Книги / Изданные книги / Свободный философ Пятигорский т.1 / Новые веяния XVIII века и Руссо

 

АЛЕКСАНДР ПЯТИГОРСКИЙ

СВОБОДНЫЙ ФИЛОСОФ ПЯТИГОРСКИЙ

том 1

 

НОВЫЕ ВЕЯНИЯ XVIII ВЕКА И РУССО

 

Предварительный комментарий Кирилла Кобрина

Жан-Жак Руссо был неприятным человеком. По сегодняш­ним меркам, не очень хорошим. Моральных креп не имел, нажитых на стороне детей сдавал в соответствующие за­ведения, любил пожить за счет возлюбленных и поклон­ниц, благодарностью особой не отличался — не говоря уже о паранойе, которой он изводил друзей и врагов. Вздорный и склочный имел характер один из создателей нынешней этической философии в самом распространен­ном ее изводе. Такое противоречие странно, но еще стран­нее, что Лев Толстой, не выносивший лицемерия, ханжест­ва, предательства, трусости и прочих милых вещей, обожал Руссо. Конечно, можно сказать, мол, прошло сто лет и авто­ру исповеди сына XIX века повезло не встретиться лично с автором исповеди сына века XVIII, но все-таки стран­но — ведь у Толстого был удивительный нюх на слабо­сти отдельных человеков и рода человеческого. Конечно, можно сказать, что Толстой разделял идеи Руссо, руссо­изм вообще, а на личные черты создателя этой концепции внимания не обращал. Другому такое предположение бы подошло, но не к величайшему нигилисту Нового време­ни, который требовал проверить на практике (на, так ска­зать, человечинке) любые отвлеченные идеи и схемы. Нет, тут либо у Толстого — в первый и последний раз в его дол­гой жизни — проявилась выборочность этического суж­дения, либо перед нами загадка.

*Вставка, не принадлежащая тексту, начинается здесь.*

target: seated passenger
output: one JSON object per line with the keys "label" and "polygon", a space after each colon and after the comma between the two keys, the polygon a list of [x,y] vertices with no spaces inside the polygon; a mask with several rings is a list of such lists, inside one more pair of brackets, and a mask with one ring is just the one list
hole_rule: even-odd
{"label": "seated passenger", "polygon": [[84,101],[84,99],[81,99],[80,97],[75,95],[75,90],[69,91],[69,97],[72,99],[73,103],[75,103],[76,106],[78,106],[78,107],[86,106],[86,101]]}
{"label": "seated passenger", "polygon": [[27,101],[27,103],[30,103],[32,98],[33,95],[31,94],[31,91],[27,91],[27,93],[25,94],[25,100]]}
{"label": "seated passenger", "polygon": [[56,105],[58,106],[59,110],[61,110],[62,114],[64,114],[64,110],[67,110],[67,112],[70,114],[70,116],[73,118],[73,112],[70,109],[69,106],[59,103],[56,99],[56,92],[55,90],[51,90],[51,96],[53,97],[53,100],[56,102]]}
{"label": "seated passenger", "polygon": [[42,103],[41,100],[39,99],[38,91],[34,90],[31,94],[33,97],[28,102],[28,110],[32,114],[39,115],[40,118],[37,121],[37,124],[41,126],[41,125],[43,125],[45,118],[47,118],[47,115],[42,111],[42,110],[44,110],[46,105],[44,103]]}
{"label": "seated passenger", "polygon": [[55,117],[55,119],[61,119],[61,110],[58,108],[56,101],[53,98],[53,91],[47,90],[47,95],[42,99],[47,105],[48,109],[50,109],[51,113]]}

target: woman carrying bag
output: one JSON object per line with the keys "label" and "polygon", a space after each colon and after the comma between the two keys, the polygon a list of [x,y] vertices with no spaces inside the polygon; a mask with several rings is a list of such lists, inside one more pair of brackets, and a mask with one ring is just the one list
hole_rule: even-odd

Завершив цикл аудиобесед о древних философских системах, Пятигорский, миновав средневековье и Ренес­санс, прямо перешел к Просвещению — то есть к фило­софии Нового времени, к Новому времени вообще. Зада­ча его усложнилась и облегчилась одновременно; о тех, кто к нам ближе, говорить проще, ведь мы — как нам кажется — их лучше понимаем; более того, недавнее прошлое (а Новое время — не только наше недавнее прошлое, оно отчасти и наше настоящее) есть часть сего­дняшней жизни. Многое можно не объяснять: мол, и так понятно. С другой стороны, эта близость обманчивая. Нам может показаться, что мы понимаем то-то и то-то, основываясь на почти полном отсутствии дистанции меж­ду нами и обсуждаемыми феноменами. На самом деле кажущееся отсутствие дистанции играет злую шутку. Ничего-то мы не понимаем со своим узколобым высокоме­рием и тупым прогрессизмом. Нам кажется, что мысли­тель X или писатель Y хороши исключительно тем, что они, мол, предвосхитили нас, умных и продвинутых. А они о другом говорили. Совсем о другом. А наши ум и продви- нутость есть лишь непонимание прошлого, основанное на хамоватом предположении, что мы лучше тех, кто был до нас, — лишь оттого, что у нас есть анестезия и айфон, а у них не было (и вообще, они ведьм сжигали).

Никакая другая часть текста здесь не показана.